M. Berlioz affectionne les marches avec raison, puisqu’il y réussit ; d’ailleurs, cette forme se prête à merveille à ces fantaisies qu’on lui connaît de musique imitative et pittoresque. Au moins quand M. Berlioz compose une marche, il peut se donner le plaisir de voir passer ce qu’il chante et satisfaire à loisir les oreilles de ses yeux. Tantôt c’est un condamné qu’on mène au supplice : de sombres pénitens ouvrent le cortége, une torche de résine à la main, leur capuchon noir rabattu sur leur face ; vient ensuite un détachement de la force armée, puis le patient, l’œil hébété, les lèvres collées sur un crucifix qu’un moine lui présente ; suivent les grenadiers à cheval ; les clairons sonnent et dominent les rumeurs du peuple qui gronde et s’agite en tous sens. On arrive sur la place, le greffier lit la sentence, etc. Tantôt ce sont de braves pèlerins vêtus de gris, qui s’en vont en terre sainte, vivant de noix frugales qu’ils cassent avec les cailloux de la route, d’eau qu’ils puisent dans le creux de leur main, et s’arrêtant à toutes les chapelles où la cloche tinte.
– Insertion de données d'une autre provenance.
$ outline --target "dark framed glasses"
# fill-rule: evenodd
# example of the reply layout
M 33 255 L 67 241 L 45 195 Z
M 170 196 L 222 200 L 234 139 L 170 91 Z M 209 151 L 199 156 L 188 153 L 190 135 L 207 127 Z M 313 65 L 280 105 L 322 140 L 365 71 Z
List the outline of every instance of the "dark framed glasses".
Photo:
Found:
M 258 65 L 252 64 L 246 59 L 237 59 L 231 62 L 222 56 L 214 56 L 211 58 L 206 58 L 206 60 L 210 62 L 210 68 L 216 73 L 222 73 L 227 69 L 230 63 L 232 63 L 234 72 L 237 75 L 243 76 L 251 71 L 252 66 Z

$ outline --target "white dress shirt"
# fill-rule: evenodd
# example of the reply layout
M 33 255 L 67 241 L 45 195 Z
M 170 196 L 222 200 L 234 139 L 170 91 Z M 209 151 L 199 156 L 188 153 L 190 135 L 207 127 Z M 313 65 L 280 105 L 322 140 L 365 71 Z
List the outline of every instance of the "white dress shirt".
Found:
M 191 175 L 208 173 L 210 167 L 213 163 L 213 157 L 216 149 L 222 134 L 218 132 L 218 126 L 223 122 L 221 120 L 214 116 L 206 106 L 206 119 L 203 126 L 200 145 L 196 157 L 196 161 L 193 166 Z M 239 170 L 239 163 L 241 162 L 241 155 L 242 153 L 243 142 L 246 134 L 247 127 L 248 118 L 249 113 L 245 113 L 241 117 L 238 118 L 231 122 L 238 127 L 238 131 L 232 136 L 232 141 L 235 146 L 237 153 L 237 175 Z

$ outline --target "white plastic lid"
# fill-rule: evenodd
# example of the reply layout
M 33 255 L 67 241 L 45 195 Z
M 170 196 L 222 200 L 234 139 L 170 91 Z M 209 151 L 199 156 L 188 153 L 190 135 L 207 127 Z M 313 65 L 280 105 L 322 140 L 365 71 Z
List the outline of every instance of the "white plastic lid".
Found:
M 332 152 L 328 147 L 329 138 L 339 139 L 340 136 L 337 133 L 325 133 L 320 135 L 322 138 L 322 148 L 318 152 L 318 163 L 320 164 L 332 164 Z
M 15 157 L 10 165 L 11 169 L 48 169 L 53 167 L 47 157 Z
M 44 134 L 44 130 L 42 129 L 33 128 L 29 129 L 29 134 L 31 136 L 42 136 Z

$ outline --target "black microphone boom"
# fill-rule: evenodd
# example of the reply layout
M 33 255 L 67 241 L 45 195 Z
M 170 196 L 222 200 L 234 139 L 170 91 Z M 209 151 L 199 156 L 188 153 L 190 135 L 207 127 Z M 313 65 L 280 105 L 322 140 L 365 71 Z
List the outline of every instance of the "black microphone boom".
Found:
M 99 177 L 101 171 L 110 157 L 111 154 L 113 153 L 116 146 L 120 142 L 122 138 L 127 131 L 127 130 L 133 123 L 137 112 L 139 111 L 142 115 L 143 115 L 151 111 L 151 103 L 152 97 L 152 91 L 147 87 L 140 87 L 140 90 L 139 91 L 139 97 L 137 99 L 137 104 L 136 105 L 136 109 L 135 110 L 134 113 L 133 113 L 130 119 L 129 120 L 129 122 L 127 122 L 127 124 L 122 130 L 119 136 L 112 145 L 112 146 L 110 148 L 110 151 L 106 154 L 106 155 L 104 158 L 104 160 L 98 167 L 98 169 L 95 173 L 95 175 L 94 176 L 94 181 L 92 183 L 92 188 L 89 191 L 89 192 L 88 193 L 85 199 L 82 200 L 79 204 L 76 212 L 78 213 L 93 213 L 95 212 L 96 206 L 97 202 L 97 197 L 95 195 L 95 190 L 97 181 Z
De la sorte, la musique a d’un côté les clairons, les tambours, les cris du peuple, tout l’appareil enfin de ces horribles fêtes où l’on jette à la foule une tête d’homme pour hochet ; de l’autre, les cloches de vêpres ou de matines, les coquilles qui s’entrechoquent, l’eau qui tombe dans les gourdes qu’on emplit, le cri du rouet que file une vieille qu’on salue en passant, le bêlement monotone des troupeaux qui reviennent du pâturage, tous les bruits de la plaine et du bois, tous les frémissemens de la montagne, toutes les rumeurs du torrent, toutes les harmonies de la nature ! La campagne de Rome, les Abruzzes, les horizons immenses, les splendides couchers du soleil, quelle musique il y a dans ces sources sonores et fécondes où ni Mozart ni Cimarosa n’ont jamais puisé !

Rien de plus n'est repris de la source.